Dari hasil survei 2022 tersebut, Kepala OJK Kalteng Otto Fitriandy memaparkan dibandingkan dengan survei 2019, terdapat peningkatan indeks Inklusi Keuangan sebesar 6,5 persen, tapi penurunan pada tingkat literasi sebesar 3,49 persen. Kondisi ini yang membuat ketimpangan semakin tinggi antara indeks inklusi dan literasi keuangan yaitu sebesar 48,57 persen. Bisa diartikan hampir separuh dari masyarakat tidak memahami produk dan layanan keuangan yang mereka gunakan.

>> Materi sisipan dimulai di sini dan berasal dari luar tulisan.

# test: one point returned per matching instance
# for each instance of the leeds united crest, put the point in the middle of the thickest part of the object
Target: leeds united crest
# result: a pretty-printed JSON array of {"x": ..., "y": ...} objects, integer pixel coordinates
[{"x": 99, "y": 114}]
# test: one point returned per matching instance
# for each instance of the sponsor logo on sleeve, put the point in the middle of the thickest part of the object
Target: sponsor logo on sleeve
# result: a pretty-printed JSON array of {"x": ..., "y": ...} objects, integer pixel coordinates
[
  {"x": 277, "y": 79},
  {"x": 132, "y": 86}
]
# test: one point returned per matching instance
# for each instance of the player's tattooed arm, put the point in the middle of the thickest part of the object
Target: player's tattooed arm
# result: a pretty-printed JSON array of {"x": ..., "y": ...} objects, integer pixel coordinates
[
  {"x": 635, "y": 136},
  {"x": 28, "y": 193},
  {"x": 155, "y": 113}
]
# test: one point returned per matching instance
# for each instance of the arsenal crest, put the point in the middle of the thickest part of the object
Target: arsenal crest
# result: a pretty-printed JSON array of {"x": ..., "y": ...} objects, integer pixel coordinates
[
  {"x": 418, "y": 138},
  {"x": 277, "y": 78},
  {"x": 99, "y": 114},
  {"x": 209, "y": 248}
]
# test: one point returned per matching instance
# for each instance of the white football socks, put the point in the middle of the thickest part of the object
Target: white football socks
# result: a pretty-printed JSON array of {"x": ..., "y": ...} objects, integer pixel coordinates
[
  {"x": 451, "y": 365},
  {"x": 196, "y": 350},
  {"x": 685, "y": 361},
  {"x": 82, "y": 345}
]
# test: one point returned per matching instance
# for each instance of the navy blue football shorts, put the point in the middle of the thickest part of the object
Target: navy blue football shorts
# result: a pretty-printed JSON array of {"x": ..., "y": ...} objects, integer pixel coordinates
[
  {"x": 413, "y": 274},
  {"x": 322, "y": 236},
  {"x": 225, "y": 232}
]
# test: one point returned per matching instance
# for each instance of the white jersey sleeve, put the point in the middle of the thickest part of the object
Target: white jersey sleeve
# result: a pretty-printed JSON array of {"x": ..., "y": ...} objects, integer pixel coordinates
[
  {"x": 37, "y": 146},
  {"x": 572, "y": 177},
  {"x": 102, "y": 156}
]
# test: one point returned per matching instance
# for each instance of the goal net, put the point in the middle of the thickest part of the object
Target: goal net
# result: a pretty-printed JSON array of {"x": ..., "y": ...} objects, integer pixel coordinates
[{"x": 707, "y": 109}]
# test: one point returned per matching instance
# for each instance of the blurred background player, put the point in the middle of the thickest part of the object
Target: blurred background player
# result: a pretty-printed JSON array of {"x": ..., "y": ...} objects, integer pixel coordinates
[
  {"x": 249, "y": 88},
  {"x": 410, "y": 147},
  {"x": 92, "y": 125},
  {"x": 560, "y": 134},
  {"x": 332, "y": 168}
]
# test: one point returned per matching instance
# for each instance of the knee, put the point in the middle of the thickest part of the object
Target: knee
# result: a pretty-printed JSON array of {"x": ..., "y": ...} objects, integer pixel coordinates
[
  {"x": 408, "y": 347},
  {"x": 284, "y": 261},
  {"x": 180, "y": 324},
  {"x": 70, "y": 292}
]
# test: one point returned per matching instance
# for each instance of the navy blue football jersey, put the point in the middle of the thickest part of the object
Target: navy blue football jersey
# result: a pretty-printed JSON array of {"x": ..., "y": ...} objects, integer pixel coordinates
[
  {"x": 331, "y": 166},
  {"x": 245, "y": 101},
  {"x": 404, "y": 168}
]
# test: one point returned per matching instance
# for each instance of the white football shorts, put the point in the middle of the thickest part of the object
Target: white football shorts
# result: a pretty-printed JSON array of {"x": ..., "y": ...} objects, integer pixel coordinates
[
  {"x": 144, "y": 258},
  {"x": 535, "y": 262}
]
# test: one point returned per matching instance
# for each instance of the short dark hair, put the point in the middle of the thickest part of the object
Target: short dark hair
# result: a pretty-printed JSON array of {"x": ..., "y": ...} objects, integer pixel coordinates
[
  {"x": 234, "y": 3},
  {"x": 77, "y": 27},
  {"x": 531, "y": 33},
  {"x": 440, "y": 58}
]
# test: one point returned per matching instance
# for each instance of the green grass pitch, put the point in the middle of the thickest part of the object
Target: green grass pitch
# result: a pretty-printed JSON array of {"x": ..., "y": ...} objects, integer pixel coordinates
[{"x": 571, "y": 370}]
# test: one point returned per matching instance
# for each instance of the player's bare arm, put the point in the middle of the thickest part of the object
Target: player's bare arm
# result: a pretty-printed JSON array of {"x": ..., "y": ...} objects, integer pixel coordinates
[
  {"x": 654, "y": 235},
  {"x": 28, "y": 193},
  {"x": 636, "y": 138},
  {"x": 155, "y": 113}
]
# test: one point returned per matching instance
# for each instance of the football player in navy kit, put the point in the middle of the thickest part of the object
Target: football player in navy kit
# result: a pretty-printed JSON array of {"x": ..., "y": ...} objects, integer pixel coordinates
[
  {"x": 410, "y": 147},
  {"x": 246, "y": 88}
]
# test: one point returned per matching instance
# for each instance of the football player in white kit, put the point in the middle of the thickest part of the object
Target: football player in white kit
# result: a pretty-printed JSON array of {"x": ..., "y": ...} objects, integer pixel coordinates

Baik mahasiswi maupun masyarakat perlu memahami karakteristik produk dan layanan jasa keuangan yang mempengaruhi keyakinan untuk menggunakan produk dan layanan jasa keuangan. "Dengan begitu, mereka nantinya dapat memilih produk keuangan yang tepat dan dibutuhkan dalam rangka merencanakan keuangannya, serta membawa manfaat dan meningkatkan kesejahteraan," kata Otto di Palangka Raya, Senin (29/5/2023).
Kepala Subbagian Edukasi dan Perlindungan Konsumen (EPK), OJK Kalimantan Tengah Ricky Chandra menambahkan, ciri-ciri maupun kerugian dari pinjaman online ilegal. Di antaranya seperti tidak memiliki izin resmi.
"Pinjaman online ilegal biasanya juga dalam pemberian syarat sangat mudah dengan melengkapi data dari KTP, foto diri maupun nomor rekening," kata Ricky.
Dia memaparkan, pinjaman online ilegal biasanya juga memiliki bunga atau biaya atau denda pinjaman tak terbatas, ancaman teror, penghinaan, pencemaran nama baik, hingga penyebaran foto dan video. Identitas pengurus dan alamat kantornya tidak jelas dan penawaran pinjaman melalui saluran komunikasi pribadi tanpa izin.